Since Mitt Romney keeps promising “change”, he forced the President to do some more explaining about what change really is. At a grassroots rally in Columbus, Ohio, the President said, “Changing the facts when they’re inconvenient to your campaign – that’s definitely not change.”
PRESIDENT OBAMA: Here’s the thing, Ohio – we know what change looks like. And what he’s selling ain’t it. Giving more power back to the biggest banks is not change. Another $5 trillion tax cut favoring the wealthy, not change. Refusing to answer questions about the details of your policies until after the election – that’s definitely not change. That’s an old trick. Ruling out compromise by pledging to rubber stamp the Tea Party’s agenda in Congress – not change. Changing the facts when they’re inconvenient to your campaign – that’s definitely not change.
You can tell the President is feeling confident and that a little of Clinton’s explaining has rubbed off on him finally. Obama has always been a great thinker and orator, but he suffered the first four years due to his tendency to project his own level of intelligence onto the nation. It’s not that the nation is stupid (well, okay), but that deep, nuanced thinking doesn’t go over well in the world of sound bites.
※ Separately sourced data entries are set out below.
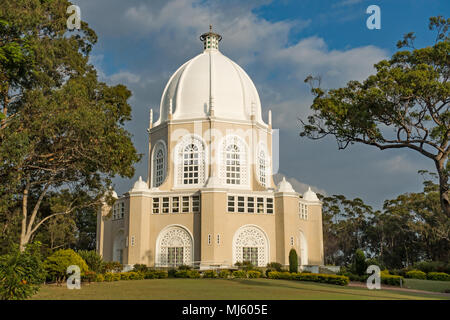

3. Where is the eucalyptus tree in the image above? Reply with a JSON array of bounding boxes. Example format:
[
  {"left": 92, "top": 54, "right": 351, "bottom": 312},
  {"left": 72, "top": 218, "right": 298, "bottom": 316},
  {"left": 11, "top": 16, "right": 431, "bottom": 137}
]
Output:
[
  {"left": 0, "top": 0, "right": 141, "bottom": 251},
  {"left": 301, "top": 17, "right": 450, "bottom": 217}
]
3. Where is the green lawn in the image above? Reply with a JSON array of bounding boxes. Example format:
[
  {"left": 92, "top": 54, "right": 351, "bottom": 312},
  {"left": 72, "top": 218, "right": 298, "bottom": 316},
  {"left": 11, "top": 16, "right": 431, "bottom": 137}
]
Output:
[
  {"left": 31, "top": 278, "right": 450, "bottom": 300},
  {"left": 404, "top": 278, "right": 450, "bottom": 293}
]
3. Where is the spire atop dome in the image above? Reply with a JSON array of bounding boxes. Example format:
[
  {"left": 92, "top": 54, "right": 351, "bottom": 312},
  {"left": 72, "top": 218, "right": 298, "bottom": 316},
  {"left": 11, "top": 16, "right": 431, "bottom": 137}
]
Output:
[{"left": 200, "top": 25, "right": 222, "bottom": 51}]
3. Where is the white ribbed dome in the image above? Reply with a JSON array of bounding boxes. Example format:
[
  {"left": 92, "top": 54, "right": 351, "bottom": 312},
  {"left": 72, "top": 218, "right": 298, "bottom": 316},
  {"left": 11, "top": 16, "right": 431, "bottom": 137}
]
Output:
[{"left": 155, "top": 29, "right": 265, "bottom": 126}]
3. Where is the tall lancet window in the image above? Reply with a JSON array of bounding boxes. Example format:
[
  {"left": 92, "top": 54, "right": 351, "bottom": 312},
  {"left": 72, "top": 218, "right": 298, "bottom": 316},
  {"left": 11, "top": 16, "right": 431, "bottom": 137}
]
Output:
[
  {"left": 221, "top": 136, "right": 247, "bottom": 186},
  {"left": 258, "top": 150, "right": 267, "bottom": 187},
  {"left": 226, "top": 145, "right": 241, "bottom": 185},
  {"left": 176, "top": 136, "right": 206, "bottom": 186},
  {"left": 183, "top": 144, "right": 200, "bottom": 184},
  {"left": 153, "top": 141, "right": 167, "bottom": 188}
]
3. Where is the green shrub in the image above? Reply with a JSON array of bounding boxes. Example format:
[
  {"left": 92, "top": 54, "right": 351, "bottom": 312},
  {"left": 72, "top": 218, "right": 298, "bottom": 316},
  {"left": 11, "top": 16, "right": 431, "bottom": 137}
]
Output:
[
  {"left": 202, "top": 270, "right": 217, "bottom": 278},
  {"left": 175, "top": 270, "right": 200, "bottom": 278},
  {"left": 232, "top": 270, "right": 247, "bottom": 278},
  {"left": 95, "top": 274, "right": 104, "bottom": 282},
  {"left": 178, "top": 264, "right": 192, "bottom": 270},
  {"left": 265, "top": 268, "right": 274, "bottom": 278},
  {"left": 168, "top": 268, "right": 177, "bottom": 278},
  {"left": 43, "top": 249, "right": 89, "bottom": 282},
  {"left": 381, "top": 274, "right": 403, "bottom": 286},
  {"left": 127, "top": 271, "right": 144, "bottom": 280},
  {"left": 174, "top": 270, "right": 190, "bottom": 278},
  {"left": 82, "top": 270, "right": 97, "bottom": 283},
  {"left": 352, "top": 249, "right": 367, "bottom": 276},
  {"left": 144, "top": 269, "right": 168, "bottom": 279},
  {"left": 104, "top": 272, "right": 120, "bottom": 282},
  {"left": 247, "top": 270, "right": 261, "bottom": 278},
  {"left": 77, "top": 250, "right": 103, "bottom": 273},
  {"left": 188, "top": 270, "right": 200, "bottom": 278},
  {"left": 234, "top": 261, "right": 257, "bottom": 271},
  {"left": 0, "top": 243, "right": 46, "bottom": 300},
  {"left": 406, "top": 270, "right": 427, "bottom": 279},
  {"left": 413, "top": 261, "right": 450, "bottom": 274},
  {"left": 269, "top": 271, "right": 349, "bottom": 286},
  {"left": 389, "top": 268, "right": 407, "bottom": 277},
  {"left": 279, "top": 271, "right": 292, "bottom": 280},
  {"left": 132, "top": 264, "right": 149, "bottom": 273},
  {"left": 427, "top": 272, "right": 450, "bottom": 281},
  {"left": 289, "top": 249, "right": 298, "bottom": 273},
  {"left": 218, "top": 270, "right": 231, "bottom": 279},
  {"left": 120, "top": 272, "right": 130, "bottom": 280},
  {"left": 102, "top": 261, "right": 123, "bottom": 273},
  {"left": 365, "top": 257, "right": 385, "bottom": 270},
  {"left": 266, "top": 262, "right": 283, "bottom": 271}
]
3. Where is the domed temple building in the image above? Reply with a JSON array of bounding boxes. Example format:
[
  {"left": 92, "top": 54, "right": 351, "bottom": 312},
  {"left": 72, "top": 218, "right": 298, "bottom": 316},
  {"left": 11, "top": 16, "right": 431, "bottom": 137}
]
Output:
[{"left": 96, "top": 28, "right": 324, "bottom": 270}]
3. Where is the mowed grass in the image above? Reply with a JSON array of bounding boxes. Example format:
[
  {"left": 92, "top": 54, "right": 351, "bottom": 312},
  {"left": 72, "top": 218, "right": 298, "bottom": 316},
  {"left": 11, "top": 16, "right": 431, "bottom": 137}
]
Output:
[
  {"left": 404, "top": 278, "right": 450, "bottom": 293},
  {"left": 31, "top": 278, "right": 450, "bottom": 300}
]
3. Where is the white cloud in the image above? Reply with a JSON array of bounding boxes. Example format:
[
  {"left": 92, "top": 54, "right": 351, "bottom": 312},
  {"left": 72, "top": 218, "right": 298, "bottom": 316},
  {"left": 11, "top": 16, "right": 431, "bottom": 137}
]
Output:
[
  {"left": 273, "top": 173, "right": 327, "bottom": 196},
  {"left": 377, "top": 155, "right": 418, "bottom": 174}
]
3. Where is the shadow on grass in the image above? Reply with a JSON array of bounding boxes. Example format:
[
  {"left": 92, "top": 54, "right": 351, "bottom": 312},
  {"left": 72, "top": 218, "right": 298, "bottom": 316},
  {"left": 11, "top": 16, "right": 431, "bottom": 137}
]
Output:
[{"left": 230, "top": 278, "right": 438, "bottom": 300}]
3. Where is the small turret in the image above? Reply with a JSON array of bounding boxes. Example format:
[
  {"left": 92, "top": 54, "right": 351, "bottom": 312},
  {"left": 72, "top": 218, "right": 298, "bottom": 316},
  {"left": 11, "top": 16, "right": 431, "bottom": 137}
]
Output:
[{"left": 200, "top": 25, "right": 222, "bottom": 51}]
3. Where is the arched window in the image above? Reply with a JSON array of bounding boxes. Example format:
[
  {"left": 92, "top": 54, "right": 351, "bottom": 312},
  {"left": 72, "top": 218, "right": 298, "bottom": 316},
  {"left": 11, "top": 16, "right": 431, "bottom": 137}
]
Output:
[
  {"left": 258, "top": 150, "right": 266, "bottom": 187},
  {"left": 226, "top": 144, "right": 241, "bottom": 185},
  {"left": 221, "top": 136, "right": 247, "bottom": 186},
  {"left": 232, "top": 225, "right": 269, "bottom": 267},
  {"left": 152, "top": 142, "right": 167, "bottom": 188},
  {"left": 156, "top": 226, "right": 193, "bottom": 267},
  {"left": 183, "top": 143, "right": 199, "bottom": 184},
  {"left": 176, "top": 136, "right": 206, "bottom": 186}
]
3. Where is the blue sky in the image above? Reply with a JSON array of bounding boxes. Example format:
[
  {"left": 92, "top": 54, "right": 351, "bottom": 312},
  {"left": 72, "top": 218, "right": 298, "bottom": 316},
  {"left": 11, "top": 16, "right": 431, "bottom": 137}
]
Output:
[{"left": 74, "top": 0, "right": 449, "bottom": 209}]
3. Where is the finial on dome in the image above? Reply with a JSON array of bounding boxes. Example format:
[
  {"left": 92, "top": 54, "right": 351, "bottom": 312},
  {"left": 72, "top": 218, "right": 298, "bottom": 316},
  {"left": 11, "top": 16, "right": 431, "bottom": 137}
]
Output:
[
  {"left": 303, "top": 186, "right": 319, "bottom": 202},
  {"left": 130, "top": 176, "right": 149, "bottom": 193},
  {"left": 200, "top": 26, "right": 222, "bottom": 51},
  {"left": 277, "top": 176, "right": 295, "bottom": 193}
]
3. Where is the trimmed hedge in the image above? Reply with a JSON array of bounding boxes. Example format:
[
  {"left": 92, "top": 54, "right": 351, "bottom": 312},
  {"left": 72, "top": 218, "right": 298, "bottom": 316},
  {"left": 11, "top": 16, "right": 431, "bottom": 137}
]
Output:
[
  {"left": 202, "top": 270, "right": 217, "bottom": 278},
  {"left": 247, "top": 270, "right": 262, "bottom": 278},
  {"left": 218, "top": 270, "right": 231, "bottom": 279},
  {"left": 81, "top": 270, "right": 97, "bottom": 283},
  {"left": 175, "top": 270, "right": 200, "bottom": 278},
  {"left": 127, "top": 272, "right": 145, "bottom": 280},
  {"left": 94, "top": 274, "right": 104, "bottom": 282},
  {"left": 427, "top": 272, "right": 450, "bottom": 281},
  {"left": 144, "top": 269, "right": 168, "bottom": 279},
  {"left": 104, "top": 272, "right": 120, "bottom": 282},
  {"left": 268, "top": 271, "right": 349, "bottom": 286},
  {"left": 232, "top": 270, "right": 247, "bottom": 278},
  {"left": 406, "top": 270, "right": 427, "bottom": 280},
  {"left": 381, "top": 274, "right": 403, "bottom": 286}
]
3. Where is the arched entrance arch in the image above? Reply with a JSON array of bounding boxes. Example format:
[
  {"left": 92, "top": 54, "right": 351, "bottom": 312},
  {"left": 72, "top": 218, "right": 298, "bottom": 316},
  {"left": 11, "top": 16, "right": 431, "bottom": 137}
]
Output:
[
  {"left": 232, "top": 225, "right": 269, "bottom": 267},
  {"left": 156, "top": 225, "right": 193, "bottom": 267}
]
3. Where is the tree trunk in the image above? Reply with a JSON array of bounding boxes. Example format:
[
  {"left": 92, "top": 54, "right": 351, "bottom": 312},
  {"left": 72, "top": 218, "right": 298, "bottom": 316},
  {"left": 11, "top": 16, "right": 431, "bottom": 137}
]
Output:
[
  {"left": 19, "top": 180, "right": 30, "bottom": 252},
  {"left": 435, "top": 158, "right": 450, "bottom": 218}
]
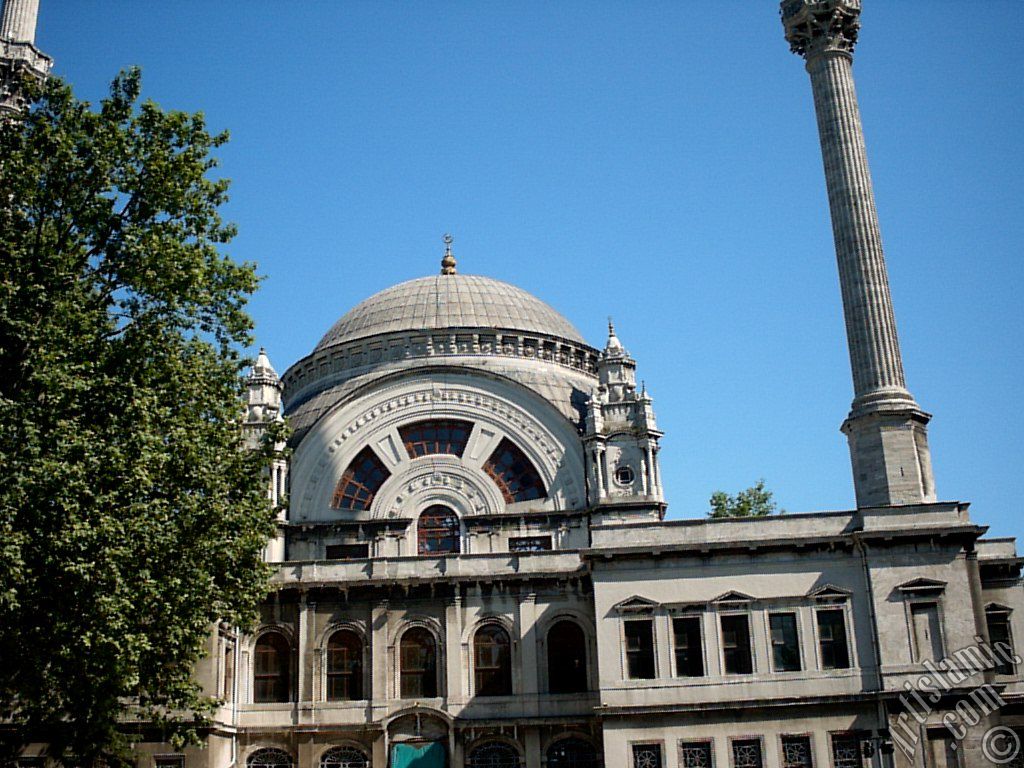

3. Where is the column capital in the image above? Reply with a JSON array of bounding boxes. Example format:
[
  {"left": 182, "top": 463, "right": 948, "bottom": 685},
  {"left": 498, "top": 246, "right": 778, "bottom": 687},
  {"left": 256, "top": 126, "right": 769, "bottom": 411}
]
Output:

It seems that spending some time with former President Clinton, who is excellent at breaking things down in a way that resonates with people, has paid off especially in this past week. Obama has managed to simplify and explain. That bodes well for his next four years, if he’s reelected, because the one of his biggest downfalls in the first term was his assumption that people understood what was going on– not wanting to talk down to people. Clinton showed him that it’s not talking down to people; it’s informing people.
Imagine what Obama can do armed with this new skill, together with his policy achievements.